Wednesday, 7 September 2011

Resolving Landscapes

And once more, here I am in my favourite German hotel, in the most interesting town in Westfalia. My room has no view this time, only the wall of the building opposite, which is not particularly inspiring even given its mirrored cladding.
On my way here today, I had to go and pick up a colleague from his house, since he is a participant in tomorrow's meetings here. His house is a newly built dwelling on a piece of land near to the small village where I grew up. I rarely go back there as I find the smallness and insularity of it oppressive and it ushers into my mind those exact feelings of remoteness and loneliness that I experienced as an adolescent there with only a bicycle as a means of escape.

As I approached, it struck me how beautiful the place is. The scarp above the village is the beginning of the Cotswolds, designated as an Area of Outstanding Beauty and frankly, it very much is.
I won't say that this escaped my notice as a boy. I was always aware of how glorious the countryside was and how picturesque the vista of rolling English hills was that rose only a mile or so from our back garden. Oh, I was perfectly aware of all this. I just didn't really care because it represented unwelcome solitude and the bounds of my mental as well as physical horizon.
Villages have their advantages. Not much crime happens and it is quite secure. But they are boring and claustrophobic and you cannot so much as fart loudly without some busybody reporting it to the local Parish Flatulence Officer and everyone pointing at you in the pretty little streets for the next month.

So, it was an unwelcome revisitation that I undertook this morning to my home village, after so many years..
Down the lanes I went, the lanes that were visible from my bedroom some thirty years ago, lanes I ran, walked, cycled along. As I drove, slowly for this is a great equstrian area and many nervous horses lurk around corners (not in a furtive way you understand, but you can encounter them suddenly and disastrously if you are not careful), the ghost of another Pete rode along with me. A smaller, scruffier, more constrained Pete watched as the trees went by and shuddered slightly at the crossing of the parish boundary.

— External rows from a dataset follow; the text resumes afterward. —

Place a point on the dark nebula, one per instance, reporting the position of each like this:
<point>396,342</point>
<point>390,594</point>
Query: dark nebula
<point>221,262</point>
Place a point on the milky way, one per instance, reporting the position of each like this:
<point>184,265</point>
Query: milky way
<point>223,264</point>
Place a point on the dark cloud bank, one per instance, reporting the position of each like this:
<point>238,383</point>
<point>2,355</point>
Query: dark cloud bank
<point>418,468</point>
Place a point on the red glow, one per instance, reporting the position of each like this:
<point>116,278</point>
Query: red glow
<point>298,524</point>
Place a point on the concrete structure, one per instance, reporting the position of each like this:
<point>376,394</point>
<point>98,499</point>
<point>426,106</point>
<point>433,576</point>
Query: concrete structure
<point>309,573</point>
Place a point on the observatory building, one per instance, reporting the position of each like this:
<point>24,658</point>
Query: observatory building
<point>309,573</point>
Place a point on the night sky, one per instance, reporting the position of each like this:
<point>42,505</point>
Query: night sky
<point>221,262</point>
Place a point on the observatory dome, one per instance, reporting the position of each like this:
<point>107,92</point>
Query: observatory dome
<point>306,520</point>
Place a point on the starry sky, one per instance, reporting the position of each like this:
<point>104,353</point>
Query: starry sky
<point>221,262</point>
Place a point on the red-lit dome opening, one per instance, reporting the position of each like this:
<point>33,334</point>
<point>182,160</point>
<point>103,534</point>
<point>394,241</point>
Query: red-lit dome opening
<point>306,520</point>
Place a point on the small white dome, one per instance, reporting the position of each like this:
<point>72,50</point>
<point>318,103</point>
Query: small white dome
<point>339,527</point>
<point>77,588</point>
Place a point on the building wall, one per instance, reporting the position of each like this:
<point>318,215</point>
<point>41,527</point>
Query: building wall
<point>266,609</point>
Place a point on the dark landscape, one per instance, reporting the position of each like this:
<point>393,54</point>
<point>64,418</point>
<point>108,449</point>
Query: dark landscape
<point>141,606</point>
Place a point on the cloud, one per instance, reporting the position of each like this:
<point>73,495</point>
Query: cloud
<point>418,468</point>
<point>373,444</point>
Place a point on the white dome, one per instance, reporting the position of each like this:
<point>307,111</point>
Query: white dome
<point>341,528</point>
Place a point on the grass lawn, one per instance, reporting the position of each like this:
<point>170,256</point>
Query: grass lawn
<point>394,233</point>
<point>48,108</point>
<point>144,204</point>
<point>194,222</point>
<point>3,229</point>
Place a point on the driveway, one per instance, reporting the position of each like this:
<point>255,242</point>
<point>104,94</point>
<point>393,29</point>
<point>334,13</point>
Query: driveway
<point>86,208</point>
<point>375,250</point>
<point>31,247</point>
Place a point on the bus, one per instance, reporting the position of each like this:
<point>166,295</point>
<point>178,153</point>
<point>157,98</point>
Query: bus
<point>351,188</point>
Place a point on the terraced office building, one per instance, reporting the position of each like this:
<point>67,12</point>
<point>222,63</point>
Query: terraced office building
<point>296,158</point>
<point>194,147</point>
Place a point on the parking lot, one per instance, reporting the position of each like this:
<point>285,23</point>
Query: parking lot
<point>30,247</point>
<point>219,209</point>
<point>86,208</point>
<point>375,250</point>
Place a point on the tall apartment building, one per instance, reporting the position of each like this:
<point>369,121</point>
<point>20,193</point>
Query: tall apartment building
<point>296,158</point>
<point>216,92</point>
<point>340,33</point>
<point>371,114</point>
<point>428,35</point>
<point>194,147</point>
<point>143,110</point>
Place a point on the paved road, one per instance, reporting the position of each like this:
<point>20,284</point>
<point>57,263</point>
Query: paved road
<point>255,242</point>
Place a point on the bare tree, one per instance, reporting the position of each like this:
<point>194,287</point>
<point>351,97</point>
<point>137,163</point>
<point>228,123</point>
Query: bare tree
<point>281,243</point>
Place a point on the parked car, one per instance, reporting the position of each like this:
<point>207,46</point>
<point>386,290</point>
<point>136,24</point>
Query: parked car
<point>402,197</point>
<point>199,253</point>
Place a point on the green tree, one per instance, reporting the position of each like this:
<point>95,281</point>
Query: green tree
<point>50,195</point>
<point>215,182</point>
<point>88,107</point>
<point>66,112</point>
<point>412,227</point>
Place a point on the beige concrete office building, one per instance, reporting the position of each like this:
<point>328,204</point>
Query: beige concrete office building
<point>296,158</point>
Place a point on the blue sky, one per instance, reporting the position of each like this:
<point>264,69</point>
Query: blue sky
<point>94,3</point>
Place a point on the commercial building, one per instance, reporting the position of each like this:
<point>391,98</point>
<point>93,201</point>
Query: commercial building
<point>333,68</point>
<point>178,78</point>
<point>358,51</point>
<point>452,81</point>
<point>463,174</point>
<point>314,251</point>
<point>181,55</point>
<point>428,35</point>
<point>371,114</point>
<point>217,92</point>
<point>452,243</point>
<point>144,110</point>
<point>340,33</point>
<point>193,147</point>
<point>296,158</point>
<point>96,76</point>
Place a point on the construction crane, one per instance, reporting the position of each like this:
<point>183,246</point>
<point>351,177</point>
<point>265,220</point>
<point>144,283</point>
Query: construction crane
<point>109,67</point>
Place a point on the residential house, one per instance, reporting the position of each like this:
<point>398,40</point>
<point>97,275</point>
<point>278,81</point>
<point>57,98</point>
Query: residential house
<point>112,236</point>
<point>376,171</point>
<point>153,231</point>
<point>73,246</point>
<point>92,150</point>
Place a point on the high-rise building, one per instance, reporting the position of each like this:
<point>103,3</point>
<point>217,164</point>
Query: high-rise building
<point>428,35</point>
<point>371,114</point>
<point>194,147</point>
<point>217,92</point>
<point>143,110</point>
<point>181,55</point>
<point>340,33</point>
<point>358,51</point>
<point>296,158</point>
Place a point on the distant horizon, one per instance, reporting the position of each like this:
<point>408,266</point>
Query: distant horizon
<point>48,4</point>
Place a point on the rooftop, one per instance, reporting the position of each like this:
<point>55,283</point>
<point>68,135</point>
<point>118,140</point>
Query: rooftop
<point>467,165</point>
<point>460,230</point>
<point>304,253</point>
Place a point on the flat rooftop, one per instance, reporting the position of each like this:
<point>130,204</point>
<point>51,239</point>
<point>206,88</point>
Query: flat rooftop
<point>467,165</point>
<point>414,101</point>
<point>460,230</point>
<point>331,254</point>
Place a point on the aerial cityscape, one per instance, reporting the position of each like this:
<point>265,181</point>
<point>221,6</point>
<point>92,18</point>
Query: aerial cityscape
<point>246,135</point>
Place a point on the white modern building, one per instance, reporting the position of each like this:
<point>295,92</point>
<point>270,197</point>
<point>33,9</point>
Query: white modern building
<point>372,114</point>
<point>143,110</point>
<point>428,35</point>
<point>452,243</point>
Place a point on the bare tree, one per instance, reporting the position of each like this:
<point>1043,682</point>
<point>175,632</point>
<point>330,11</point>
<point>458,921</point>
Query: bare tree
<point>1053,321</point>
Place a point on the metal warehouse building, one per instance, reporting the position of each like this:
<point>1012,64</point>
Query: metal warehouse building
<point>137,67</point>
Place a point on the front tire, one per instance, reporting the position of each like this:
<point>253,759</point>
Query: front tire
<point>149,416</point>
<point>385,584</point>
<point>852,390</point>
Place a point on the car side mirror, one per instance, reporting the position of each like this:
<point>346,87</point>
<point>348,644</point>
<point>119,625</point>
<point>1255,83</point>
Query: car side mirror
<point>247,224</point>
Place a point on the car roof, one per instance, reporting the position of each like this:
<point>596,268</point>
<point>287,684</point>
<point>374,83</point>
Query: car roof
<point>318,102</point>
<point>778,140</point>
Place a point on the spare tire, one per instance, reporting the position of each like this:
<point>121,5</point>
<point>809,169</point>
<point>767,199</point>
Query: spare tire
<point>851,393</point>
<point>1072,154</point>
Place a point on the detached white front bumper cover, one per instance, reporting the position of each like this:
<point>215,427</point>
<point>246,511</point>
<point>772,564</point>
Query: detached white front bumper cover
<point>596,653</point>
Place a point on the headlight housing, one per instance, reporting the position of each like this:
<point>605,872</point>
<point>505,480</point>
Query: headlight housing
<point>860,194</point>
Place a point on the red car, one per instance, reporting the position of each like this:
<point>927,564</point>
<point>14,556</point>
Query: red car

In many ways, things have changed. There are plantations of sycamore and pine grown to maturity where last I looked they were mere twigs in their deer-proof tubes. Houses are different colours. Barns have tumbled to ruins. But the big trees, the oaks and ashes they are much the same as I remember and look familiar in an unremarked kind of way. The landscape before me corresponds to a topography that is burned into my memory such that the new copses remain largely unseen and the countryside of my childhood is still somehow the landscape that I see.

And it seemed incongruous to me that this young lad, his world so small and limited would find the purpose for my being here this day incomprehensible: I am on my way to an airport to fly across Europe for my work, as I do regularly and without remark to myself, save those times I look up and with the words of the Talking Heads ringing in my ears as so often, say to myself: "How did I get here!?"

That boy who aspired to no more than a job as a truck driver, would not comprehend what he would one day become and do. "An Aeroplane? Me? For a job? No. No you must mean somebody else.." Ok, it's not head of the U.N. certainly, but to a country urchin of the 1970s, it might as well be.

Our destinies twist and turn, taking us places we would ever expect and sometimes we stop and look honestly at our situation, with a sudden older perspective, and we are astonished, unbelieving. That ragamuffin child, all long wild hair and tatty canvas coat, he is still here. Not merely a wraith of someone long gone, leaving only an echo of a presence, but still here. I am him. Oh, certainly he has been added to, distorted to some extent perhaps, toughened in places and abraded in others. But there, not so deep down, there he is peering out fearful, but occasionally excited, to see what still awaits.
The boundary that was the horizon has expanded beyond what he ever dreamed.

But at our core, do not all of us have our embryonic selves in some way still extant? Do they not occasionally look out of our eyes and halt a foot about to take a step, out of trepidation and uncertainty?
I am glad I bumped into him again. I shall consider his needs and senssitivities, but I shall also be aware of when he is unduly influencing my decisions and when his small way of seeing the world is hampering progress towards a more interesting and exciting life.

And sometimes I will indulge him, like now, when I shall bounce on the bed in this hotel room as if it was a trampoline and no admonishing adult will come to the rescue of the springs.